Beginning with this post, I wish to write a series of articles of how specifically the non-profit organizations in Erie are vital and add so much to our quality of life as a community. In recent years, perhaps driven by our whacked-out municipal structure, taxation system, and the current moribund state of the city’s finances, our governmental officials have taken to attacking those non-profit organizations which are exempt from property taxes. My agenda is that these organizations should be treated like the essential pillars of our community’s vibrancy that they are. They are to be recognized as significant economic engines and job providers, some with high-income family-thriving jobs. At the same time, I agree with some that there may be some kind of revenue solution needed from tax-exempt organizations, especially when they are engaging in parallel activities to a for-profit entity far from their core mission.

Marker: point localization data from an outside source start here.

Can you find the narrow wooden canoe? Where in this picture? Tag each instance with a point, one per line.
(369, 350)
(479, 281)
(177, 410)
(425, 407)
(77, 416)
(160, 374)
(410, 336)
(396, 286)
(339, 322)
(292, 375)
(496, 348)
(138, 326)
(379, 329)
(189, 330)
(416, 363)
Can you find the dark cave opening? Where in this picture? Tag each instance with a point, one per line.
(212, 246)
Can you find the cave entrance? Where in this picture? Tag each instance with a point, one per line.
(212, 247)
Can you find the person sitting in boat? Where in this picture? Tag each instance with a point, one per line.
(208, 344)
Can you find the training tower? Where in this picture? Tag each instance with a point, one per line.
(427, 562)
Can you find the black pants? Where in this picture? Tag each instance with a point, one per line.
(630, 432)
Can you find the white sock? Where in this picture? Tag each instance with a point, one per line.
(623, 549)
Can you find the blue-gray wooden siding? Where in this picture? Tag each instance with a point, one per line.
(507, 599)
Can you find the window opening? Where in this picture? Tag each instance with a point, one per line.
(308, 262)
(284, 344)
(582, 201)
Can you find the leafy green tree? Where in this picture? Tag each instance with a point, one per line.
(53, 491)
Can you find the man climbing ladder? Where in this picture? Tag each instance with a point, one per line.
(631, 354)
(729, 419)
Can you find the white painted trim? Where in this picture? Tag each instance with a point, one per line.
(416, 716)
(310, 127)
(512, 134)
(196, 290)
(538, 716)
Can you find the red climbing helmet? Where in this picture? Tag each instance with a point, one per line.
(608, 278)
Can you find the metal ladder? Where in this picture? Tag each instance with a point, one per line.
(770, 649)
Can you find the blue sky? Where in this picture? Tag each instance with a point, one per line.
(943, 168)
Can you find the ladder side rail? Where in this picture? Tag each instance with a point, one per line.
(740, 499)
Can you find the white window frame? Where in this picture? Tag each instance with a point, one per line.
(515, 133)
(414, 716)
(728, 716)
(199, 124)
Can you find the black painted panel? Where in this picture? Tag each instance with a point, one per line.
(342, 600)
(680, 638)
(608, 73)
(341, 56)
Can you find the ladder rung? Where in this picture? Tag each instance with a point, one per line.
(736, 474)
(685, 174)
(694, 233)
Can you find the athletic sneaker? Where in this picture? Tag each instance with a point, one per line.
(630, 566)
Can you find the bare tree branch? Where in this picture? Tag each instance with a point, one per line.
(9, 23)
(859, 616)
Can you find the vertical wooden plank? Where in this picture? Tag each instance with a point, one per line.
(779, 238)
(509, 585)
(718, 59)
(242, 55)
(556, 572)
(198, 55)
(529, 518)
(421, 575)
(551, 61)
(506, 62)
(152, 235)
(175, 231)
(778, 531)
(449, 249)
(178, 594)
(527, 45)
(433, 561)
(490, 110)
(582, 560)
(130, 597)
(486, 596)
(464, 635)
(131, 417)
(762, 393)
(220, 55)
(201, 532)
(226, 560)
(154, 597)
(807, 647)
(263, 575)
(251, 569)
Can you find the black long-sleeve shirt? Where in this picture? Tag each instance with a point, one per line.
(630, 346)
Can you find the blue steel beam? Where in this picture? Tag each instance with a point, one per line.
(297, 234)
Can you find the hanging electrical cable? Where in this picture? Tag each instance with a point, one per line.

But they are not the enemy; they are us. Now to celebrating the non-profits, an important part of why we love Erie.
Erie, Loving Erie September 6th, 2007


September 7th, 2007 at 8:58 am
I think you should note and consider your selective use of the words “community” and “city” in the above before you move on to the “big picture” and “small-minded” arguments we’re so used to seeing in endeavors like this one.
These “non-profits” do NO good if they impoverish the city and there’s NO “community” if some of us are to be plundered by the rest. I’ve a lifetime of watching city water, the zoo, next the airport ceded to the “big picture” argument and what’s it gotten us? Bankruptcy.
They are us? There’ll be no “us” without an annexation process that creates one city as wide as the City’s water lines.